How is it that GS always has the inside track on knowing what the Federal Reserve and other govt. agencies will do and when it will happen before the Fed does? Crystal ball or con game? Makes you wonder.
How is it that Goldman Sachs over the years “always has the inside track” predicting what the Federal Reserve and other government agencies will do and when they will do it? Does GS have “insider” information or a crystal ball which no one else has? It makes you wonder why GS employees “at the top” conveniently are appointed to major cabinet positions when the WHITE HOUSE changes hands.
free $$$$ brought us here. bubbles need burst. no more bailouts. no more monetizing of debt. to hll with GS....
In the meanwhile, let's taper and start the printing machines first. This should be more effective 🤔
More deceptive 🐂💩
Inflation already at 2.5% and ignorant people think there will be a rate hike lol?
2.5%?? What have YOU been smoking?? REAL inflation is close to double digits, and getting worse. Hope you don’t actually think the numbers that this administration puts out are accurate.
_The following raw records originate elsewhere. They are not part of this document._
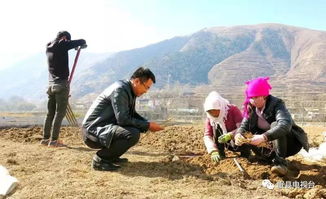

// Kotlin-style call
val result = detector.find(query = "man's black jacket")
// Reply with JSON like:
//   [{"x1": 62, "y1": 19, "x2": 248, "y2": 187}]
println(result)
[
  {"x1": 238, "y1": 95, "x2": 309, "y2": 151},
  {"x1": 83, "y1": 80, "x2": 149, "y2": 136},
  {"x1": 46, "y1": 39, "x2": 86, "y2": 82}
]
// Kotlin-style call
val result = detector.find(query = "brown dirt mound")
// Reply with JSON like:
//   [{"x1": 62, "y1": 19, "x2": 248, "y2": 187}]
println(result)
[{"x1": 0, "y1": 125, "x2": 326, "y2": 198}]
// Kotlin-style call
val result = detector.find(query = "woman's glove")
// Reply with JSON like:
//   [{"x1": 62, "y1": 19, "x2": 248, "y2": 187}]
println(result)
[
  {"x1": 218, "y1": 133, "x2": 232, "y2": 143},
  {"x1": 250, "y1": 134, "x2": 267, "y2": 146},
  {"x1": 234, "y1": 133, "x2": 248, "y2": 146},
  {"x1": 211, "y1": 151, "x2": 225, "y2": 162}
]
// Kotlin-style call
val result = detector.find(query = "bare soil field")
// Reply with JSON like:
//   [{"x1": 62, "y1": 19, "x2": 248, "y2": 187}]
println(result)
[{"x1": 0, "y1": 125, "x2": 326, "y2": 199}]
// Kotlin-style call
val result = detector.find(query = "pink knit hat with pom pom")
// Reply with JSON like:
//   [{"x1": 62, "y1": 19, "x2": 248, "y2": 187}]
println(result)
[{"x1": 243, "y1": 77, "x2": 272, "y2": 118}]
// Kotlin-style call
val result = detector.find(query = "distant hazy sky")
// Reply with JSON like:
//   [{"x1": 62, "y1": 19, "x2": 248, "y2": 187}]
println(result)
[{"x1": 0, "y1": 0, "x2": 326, "y2": 70}]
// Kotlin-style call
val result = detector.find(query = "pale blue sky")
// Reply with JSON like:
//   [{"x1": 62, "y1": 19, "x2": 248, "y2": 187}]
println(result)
[{"x1": 0, "y1": 0, "x2": 326, "y2": 70}]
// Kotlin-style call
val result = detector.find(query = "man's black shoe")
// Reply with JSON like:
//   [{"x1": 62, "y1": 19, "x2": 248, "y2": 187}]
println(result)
[
  {"x1": 92, "y1": 155, "x2": 120, "y2": 171},
  {"x1": 112, "y1": 158, "x2": 128, "y2": 163}
]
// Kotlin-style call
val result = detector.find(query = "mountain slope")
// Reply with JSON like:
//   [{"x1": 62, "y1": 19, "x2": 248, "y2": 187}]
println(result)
[{"x1": 0, "y1": 24, "x2": 326, "y2": 99}]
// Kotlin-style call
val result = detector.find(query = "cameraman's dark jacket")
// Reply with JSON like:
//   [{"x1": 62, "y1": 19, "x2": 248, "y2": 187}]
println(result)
[
  {"x1": 238, "y1": 95, "x2": 309, "y2": 151},
  {"x1": 83, "y1": 80, "x2": 149, "y2": 147},
  {"x1": 46, "y1": 39, "x2": 86, "y2": 82}
]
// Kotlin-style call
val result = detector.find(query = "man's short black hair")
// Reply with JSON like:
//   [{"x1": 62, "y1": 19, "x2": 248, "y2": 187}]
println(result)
[
  {"x1": 131, "y1": 67, "x2": 155, "y2": 84},
  {"x1": 56, "y1": 31, "x2": 71, "y2": 40}
]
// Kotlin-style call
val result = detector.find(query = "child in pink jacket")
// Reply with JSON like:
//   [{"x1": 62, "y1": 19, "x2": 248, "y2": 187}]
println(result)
[{"x1": 204, "y1": 91, "x2": 250, "y2": 162}]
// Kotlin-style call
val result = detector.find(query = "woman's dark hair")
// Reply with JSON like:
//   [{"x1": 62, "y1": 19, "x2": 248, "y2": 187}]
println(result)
[{"x1": 130, "y1": 67, "x2": 155, "y2": 84}]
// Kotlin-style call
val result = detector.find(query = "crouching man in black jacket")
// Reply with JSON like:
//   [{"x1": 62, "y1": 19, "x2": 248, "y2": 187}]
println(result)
[
  {"x1": 235, "y1": 77, "x2": 309, "y2": 176},
  {"x1": 82, "y1": 67, "x2": 163, "y2": 171}
]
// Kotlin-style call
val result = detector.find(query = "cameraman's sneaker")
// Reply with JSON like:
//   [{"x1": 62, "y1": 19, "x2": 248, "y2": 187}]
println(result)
[
  {"x1": 48, "y1": 140, "x2": 67, "y2": 148},
  {"x1": 271, "y1": 164, "x2": 288, "y2": 176},
  {"x1": 40, "y1": 139, "x2": 50, "y2": 146}
]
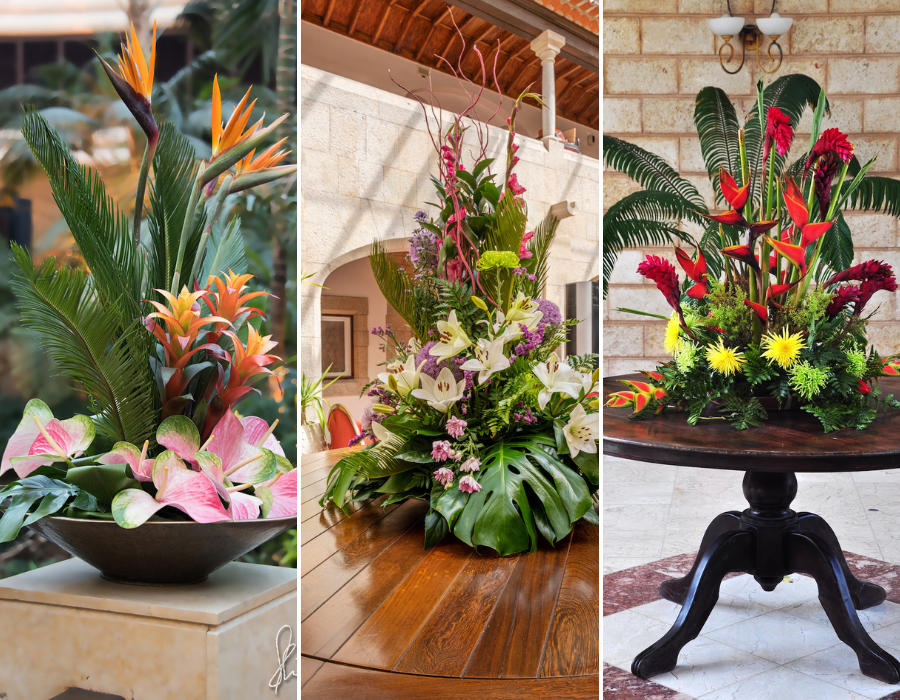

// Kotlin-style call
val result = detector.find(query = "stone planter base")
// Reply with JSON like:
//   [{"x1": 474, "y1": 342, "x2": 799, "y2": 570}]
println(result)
[{"x1": 0, "y1": 559, "x2": 299, "y2": 700}]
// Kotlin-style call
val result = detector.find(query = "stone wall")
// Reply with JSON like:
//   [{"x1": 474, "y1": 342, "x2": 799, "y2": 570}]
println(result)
[
  {"x1": 300, "y1": 65, "x2": 600, "y2": 400},
  {"x1": 603, "y1": 0, "x2": 900, "y2": 376}
]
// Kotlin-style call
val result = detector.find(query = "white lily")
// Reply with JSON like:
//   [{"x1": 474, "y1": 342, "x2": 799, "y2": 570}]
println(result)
[
  {"x1": 412, "y1": 367, "x2": 466, "y2": 413},
  {"x1": 532, "y1": 352, "x2": 581, "y2": 411},
  {"x1": 459, "y1": 337, "x2": 509, "y2": 384},
  {"x1": 428, "y1": 309, "x2": 472, "y2": 360},
  {"x1": 563, "y1": 404, "x2": 600, "y2": 457},
  {"x1": 378, "y1": 355, "x2": 428, "y2": 399}
]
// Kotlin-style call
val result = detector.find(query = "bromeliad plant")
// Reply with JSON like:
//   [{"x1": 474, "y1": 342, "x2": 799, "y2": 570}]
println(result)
[
  {"x1": 0, "y1": 24, "x2": 297, "y2": 542},
  {"x1": 606, "y1": 78, "x2": 900, "y2": 432},
  {"x1": 321, "y1": 21, "x2": 599, "y2": 555}
]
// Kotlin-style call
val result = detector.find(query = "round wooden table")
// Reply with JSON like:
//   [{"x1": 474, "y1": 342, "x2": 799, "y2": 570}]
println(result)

house price inflation says it all
, I agree! Real Inflation numbers can only be truthful if the government stops excluding food and gas prices. And then there is the EIA reporting inaccurate gas reserves every Wednesday in an attempt to bring down energy stocks prices on Wall Street.
Of course they do.
Bull market here we come!
ohh really I can't see
What’s coming is a modified version of November 2007. It always starts with slow subtle job cuts from major companies. Slow, Slower, BAM!